My Memorial Day weekend wasn’t as grand nor as fun as I had wanted. One of my plans was to ride my bicycle as often as possible; thanks to the crappy weather (rain and storms almost every day/night) riding my bike and being out on it wasn’t such a smart idea. So I drove. Also, the allergens seem to be getting bad; every morning I woke up with headaches that don’t clear until some time after getting up. I still have the headaches. Stupid allergies. Add to that the migraine I had on sunday night and then trying to recover from it on monday.

There weren’t too many problems with the weekend itself, tho. It’s just that overall things were just bland, unexciting. Icky, if you will. Just…blah. No overarching excitement; no bonus, no rewards. Just moodiness and sticky May weather.

It appears my car has taken up the habit of smoking. I don’t know why, but it’s been getting worse over the past 4 months. It’s kinda embarrassing, y’know? I mean, I know my car has 158,000 miles on it (original engine), so some smoke should be normal, but not this much. It’s turning into one of those cars you call the DPS about to complain about the pollution. I don’t know if I’m burning oil – well, I know it’s been burning slight amounts of oil for years – but that much? I also know there’s a crack in my exhaust manifold; would that affect my emissions controls that much to make me burn a rich mixture? The smoke really isn’t so apparent until I’ve been sitting at an idle for a little bit, like at a traffic light or a drive-thru lane, and then when I step on the gas to move the smoke just billows out. It’s blue-grey and white.

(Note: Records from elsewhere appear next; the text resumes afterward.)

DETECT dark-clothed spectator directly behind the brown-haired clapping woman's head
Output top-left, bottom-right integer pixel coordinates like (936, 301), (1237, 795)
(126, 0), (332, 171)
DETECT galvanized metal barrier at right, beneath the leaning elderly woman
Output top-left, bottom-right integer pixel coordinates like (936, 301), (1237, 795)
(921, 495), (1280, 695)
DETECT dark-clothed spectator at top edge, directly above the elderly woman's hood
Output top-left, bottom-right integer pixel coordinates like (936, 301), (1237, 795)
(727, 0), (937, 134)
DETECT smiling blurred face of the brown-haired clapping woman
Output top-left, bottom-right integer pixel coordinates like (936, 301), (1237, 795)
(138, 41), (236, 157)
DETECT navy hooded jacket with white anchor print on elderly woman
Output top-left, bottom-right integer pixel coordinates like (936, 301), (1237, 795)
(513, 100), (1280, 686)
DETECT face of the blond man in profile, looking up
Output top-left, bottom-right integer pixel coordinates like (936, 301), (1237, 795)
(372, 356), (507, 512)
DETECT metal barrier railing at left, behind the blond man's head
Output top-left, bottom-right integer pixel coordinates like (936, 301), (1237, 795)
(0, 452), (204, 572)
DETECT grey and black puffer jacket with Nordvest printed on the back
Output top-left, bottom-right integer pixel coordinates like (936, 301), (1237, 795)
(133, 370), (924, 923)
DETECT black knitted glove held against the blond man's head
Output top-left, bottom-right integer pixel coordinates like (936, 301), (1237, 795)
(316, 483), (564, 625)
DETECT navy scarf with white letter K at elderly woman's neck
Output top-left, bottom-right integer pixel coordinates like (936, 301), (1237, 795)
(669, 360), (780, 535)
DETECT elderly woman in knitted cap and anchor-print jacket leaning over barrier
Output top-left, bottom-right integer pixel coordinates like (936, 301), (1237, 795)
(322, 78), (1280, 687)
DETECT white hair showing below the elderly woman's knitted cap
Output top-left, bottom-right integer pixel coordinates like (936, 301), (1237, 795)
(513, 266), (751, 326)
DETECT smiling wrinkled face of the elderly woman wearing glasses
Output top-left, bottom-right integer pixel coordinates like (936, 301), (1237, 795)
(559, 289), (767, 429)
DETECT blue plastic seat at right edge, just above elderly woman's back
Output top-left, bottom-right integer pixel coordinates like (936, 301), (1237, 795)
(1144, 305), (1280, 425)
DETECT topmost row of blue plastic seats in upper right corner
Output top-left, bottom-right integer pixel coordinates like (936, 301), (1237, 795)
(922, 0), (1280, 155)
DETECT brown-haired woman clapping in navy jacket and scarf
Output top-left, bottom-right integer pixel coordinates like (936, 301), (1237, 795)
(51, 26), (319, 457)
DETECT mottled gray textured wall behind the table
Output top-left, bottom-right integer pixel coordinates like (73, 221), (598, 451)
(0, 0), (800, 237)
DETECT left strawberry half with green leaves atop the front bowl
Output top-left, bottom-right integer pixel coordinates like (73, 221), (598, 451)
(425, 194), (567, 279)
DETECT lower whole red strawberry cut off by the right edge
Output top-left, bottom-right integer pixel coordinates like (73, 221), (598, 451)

I love my car; I’m used to it. It has become a part of me and my life. It is the only expensive thing I own. I don’t want to trade it in for another 3 years of car payments. Yet rebuilding or replacing the engine, though it seems like a cheaper option, might actually be the wrong thing to do considering the 12-year age of the car. I just don’t know yet. I’m planning on getting some professional advice on the matter first thing this weekend. So we’ll see.

In the meanwhile, now that the weather’s permitting, I’ve taken to riding my bike more often. Maybe outside of the car thing I can make a weekend of riding my bike. Yesterday I felt like I was having heart/chest problems — it must’ve been heartburn because I had no problem hopping on the bike after work.

My friends Ed and Melanie are expecting and tomorrow is the day. The baby (a girl) was expected last weekend but she was taking her time. Mel’s O.B. decided to induce labor this friday, so congratulations to them. I’ll see them this weekend when I visit the delivery ward at their hospital.

For what it’s worth, the Republic of Texas Biker Rally (remember me talking about that 2 years ago?) is back in town. Apparently it’s every year on the weekend after Memorial Day weekend; I had gotten confused. Maybe I’ll go downtown and look at the bikes for something to do. Or maybe I’ll go downtown and fake unconsciousness to see how many doctors leave their bikes to come resuscitate me. Who’s to know?

Ok, hope this passes for a journal update.